Doing the unexpected


I'm a creature of habit, I like to stay cozy in my little world and not disrupt it too much. But I shocked myself this past week when I signed up to an app called Mush (not sponsored just sharing a story).

Mush is an app to help mums to meet other mums in their area. You make a profile about yourself and your child and see what other mums live close by and you can connect and catch up for coffee or playdates etc.

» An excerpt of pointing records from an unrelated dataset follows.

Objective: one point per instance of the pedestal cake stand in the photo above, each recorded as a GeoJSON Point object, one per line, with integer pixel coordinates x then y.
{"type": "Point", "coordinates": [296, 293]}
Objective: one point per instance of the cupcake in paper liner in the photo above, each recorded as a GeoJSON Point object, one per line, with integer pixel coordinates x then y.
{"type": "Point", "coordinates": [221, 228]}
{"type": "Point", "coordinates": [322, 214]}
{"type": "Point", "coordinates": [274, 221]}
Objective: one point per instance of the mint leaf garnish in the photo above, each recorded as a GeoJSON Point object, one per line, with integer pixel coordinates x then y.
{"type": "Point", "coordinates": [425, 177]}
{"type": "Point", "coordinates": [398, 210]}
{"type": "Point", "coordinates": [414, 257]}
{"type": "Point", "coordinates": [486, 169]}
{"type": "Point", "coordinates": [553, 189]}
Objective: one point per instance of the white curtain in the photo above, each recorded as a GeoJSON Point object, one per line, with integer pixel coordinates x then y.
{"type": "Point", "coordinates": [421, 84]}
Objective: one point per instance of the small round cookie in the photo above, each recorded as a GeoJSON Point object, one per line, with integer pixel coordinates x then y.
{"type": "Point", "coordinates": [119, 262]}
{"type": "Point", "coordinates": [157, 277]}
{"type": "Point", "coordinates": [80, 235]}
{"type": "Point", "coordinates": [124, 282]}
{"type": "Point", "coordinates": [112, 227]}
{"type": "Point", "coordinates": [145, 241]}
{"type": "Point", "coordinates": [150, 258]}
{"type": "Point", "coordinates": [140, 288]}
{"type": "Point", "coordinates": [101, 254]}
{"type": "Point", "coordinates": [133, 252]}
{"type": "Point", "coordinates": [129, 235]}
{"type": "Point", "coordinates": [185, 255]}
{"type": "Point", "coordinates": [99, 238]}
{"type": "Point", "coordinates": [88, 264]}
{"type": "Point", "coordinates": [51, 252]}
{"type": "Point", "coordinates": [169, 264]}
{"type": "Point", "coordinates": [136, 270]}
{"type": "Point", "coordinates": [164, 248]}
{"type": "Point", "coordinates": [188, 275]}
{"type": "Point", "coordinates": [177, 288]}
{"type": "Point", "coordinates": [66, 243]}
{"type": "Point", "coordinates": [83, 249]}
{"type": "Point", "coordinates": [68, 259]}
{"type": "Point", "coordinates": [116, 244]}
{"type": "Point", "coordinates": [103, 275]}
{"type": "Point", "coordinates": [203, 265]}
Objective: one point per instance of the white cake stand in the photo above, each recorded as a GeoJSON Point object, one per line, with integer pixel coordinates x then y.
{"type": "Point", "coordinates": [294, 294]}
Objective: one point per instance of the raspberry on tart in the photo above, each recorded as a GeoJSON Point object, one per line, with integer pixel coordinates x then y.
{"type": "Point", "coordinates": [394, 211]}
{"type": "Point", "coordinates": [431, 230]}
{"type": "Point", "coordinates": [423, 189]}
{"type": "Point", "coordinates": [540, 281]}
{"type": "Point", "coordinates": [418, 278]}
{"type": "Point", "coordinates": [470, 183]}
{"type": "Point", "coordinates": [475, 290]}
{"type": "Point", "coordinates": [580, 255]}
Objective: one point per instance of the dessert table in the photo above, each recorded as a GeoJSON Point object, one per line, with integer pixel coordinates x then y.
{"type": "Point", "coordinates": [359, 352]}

I signed up last Sunday (I saw it on the Mother's Day advertising in the app store) and by the next morning I got a message from a mum who live only 4 streets away. We organised to meet up and take our kids to the park. I have never done anything like this in my life before and I was so nervous and couldn't actually believe that I was doing this (my anxiety started having a field day inside my brain). I keep saying to myself "what are you thinking? you don't do this kind of stuff, who do you think you are? you're so silly". But you know what I am glad that I did, I got out of the house and talked to someone I normally would have never met and had a conversation with another adult (which doesn't happen often).

I was so proud of myself for pushing through my limiting beliefs about myself and did something way out of my comfort zone and proved to myself that just cause I'm an introvert and have anxiety doesn't mean I cannot socialise or meet new people.

So does this mean I'll try my hand at public speaking next? Ha ha no but I will be trying to challenge myself to just step outside my little box every now and then cause you never know what might happen.